One of the most frustrating parts of Dr. Robert Kridel’s work is not being able to tell patients diagnosed with follicular lymphoma if they will respond well to treatment or not – a reality he hopes to change through research during his three-year, $450,000 TFRI New Investigator Award.
“We know that not every patient does the same during treatment: some do well with minimal therapy, some require much more intensive therapy, and some don’t respond and ultimately die from this disease,” says Dr. Kridel, a clinician-scientist based at Princess Margaret Cancer Centre. “If we could determine up front which patients were higher risk we might be able to adapt our treatment, and hopefully improve outcomes for patients.”
Around 2,500 Canadians will be diagnosed with follicular lymphoma this year, and all these individuals will receive the same cancer treatment. Patient outcomes for this largely incurable disease remain variable: some remain cancer-free for a decade or more, while others experience rapid disease progression and poor outcome.
Dr. Kridel is working with a team of lymphoma researchers across Canada to accrue and genetically analyze 200 patient tumour samples to identify different subtypes of the disease. The group has already discovered that patients expressing a gene called FOXP1 have a strikingly different outcome post-treatment than patients without the gene.
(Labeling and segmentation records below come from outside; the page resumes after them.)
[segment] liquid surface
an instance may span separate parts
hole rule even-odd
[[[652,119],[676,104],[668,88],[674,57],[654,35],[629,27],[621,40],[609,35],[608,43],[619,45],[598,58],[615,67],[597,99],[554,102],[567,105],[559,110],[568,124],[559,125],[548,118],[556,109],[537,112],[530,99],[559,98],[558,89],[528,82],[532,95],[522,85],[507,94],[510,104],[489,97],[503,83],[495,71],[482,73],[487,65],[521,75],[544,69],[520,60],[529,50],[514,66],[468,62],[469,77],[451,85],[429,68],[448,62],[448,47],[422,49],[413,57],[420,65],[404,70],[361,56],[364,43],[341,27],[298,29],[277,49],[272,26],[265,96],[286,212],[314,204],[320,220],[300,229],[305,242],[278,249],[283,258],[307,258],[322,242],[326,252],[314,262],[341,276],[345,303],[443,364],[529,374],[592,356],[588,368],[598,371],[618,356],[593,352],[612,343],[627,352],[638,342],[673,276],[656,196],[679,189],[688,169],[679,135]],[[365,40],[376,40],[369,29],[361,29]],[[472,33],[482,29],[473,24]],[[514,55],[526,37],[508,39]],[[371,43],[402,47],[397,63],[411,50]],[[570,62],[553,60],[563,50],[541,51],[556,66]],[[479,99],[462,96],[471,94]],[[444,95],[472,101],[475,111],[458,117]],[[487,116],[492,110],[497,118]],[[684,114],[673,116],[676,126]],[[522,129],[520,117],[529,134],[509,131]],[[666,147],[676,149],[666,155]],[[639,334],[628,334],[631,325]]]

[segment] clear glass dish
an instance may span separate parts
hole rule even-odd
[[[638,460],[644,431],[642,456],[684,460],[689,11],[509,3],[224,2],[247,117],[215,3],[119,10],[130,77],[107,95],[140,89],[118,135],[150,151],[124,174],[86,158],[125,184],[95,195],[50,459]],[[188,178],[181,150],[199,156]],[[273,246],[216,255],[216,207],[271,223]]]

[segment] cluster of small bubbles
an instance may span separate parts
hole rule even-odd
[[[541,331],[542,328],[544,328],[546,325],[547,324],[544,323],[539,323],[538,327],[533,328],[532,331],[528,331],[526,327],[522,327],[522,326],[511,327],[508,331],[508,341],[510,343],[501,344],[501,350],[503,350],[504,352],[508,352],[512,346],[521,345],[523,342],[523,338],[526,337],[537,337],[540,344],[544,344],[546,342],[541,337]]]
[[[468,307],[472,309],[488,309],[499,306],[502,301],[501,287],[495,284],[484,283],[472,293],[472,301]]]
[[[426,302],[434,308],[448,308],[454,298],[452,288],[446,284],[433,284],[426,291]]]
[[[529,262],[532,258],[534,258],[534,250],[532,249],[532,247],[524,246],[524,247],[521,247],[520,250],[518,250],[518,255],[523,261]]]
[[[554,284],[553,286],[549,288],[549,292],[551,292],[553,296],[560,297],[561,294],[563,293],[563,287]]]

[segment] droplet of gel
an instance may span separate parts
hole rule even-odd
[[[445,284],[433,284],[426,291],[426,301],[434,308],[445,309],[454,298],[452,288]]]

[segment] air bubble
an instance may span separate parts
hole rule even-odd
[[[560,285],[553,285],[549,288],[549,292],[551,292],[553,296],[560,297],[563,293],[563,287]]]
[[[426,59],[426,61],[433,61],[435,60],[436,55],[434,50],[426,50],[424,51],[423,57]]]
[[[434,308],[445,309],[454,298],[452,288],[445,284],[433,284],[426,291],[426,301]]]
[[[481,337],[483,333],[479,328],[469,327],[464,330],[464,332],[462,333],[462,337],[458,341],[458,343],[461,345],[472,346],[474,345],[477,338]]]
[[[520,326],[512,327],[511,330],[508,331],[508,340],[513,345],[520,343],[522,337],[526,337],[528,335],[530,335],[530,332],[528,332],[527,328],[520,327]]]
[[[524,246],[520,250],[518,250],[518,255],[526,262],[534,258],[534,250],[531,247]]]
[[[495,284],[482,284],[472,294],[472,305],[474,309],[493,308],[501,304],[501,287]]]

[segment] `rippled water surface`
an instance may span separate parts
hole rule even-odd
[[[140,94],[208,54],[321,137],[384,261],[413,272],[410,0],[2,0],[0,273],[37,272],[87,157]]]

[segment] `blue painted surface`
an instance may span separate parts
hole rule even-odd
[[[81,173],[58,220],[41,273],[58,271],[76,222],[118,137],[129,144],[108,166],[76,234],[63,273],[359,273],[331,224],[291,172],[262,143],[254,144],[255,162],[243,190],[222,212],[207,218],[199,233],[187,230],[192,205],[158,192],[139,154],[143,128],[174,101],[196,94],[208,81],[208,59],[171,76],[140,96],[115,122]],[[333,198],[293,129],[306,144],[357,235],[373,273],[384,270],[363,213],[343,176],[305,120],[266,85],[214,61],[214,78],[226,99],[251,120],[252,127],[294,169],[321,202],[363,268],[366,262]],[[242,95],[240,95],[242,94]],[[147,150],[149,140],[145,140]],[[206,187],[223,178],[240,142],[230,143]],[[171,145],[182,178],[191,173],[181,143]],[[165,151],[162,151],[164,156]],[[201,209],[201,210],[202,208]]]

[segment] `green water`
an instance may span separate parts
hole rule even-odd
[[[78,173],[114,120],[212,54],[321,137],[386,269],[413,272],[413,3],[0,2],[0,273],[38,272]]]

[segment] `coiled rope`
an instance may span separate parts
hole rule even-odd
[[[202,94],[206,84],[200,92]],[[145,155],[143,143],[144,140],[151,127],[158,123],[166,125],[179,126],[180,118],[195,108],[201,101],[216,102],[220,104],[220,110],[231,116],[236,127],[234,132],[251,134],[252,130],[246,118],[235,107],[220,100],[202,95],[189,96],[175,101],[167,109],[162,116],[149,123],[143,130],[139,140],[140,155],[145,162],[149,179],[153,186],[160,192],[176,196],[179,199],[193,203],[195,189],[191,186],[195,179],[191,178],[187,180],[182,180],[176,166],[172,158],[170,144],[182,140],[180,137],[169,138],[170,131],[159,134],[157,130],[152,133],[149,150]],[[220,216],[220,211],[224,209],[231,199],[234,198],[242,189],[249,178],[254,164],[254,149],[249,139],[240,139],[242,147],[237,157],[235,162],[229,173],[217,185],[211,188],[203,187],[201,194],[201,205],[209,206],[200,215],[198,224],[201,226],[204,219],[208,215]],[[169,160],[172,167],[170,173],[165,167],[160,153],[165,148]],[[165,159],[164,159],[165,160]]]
“Having this preliminary data in hand makes me quite confident we’ll be successful in identifying differences between patients that are really meaningful, and guide patient management,” Dr. Kridel notes. “The most exciting aspect is that in a few years we might be able to change the way we treat patients by identifying molecular subtypes of follicular lymphoma that are different based on biology and outcome.”
Dr. Joseph Connors, clinical director of Vancouver’s Centre for Lymphoid Cancer at BC Cancer, is Dr. Kridel’s mentor for the duration of the award.
“[Dr. Kridel] is a diligent, thorough and meticulous researcher and has built well on his prior clinical and academic experience to prepare for a very productive career in academic medicine,” says Dr. Connors. “I am confident he will become a solid contributor within the community of lymphoid cancer researchers and am delighted his career is off to such a promising start.”
The opportunity to collaborate with leading lymphoid cancer researchers such as Dr. Connors is one of the most valuable aspects of the New Investigator Award, Dr. Kridel adds.
“We are always much stronger working together than against each other in science,” he says. “This is the kind of project no single group can do, and it’s typically the effort of teams working together across Canada. We hope our findings will have a meaningful impact on patient lives.”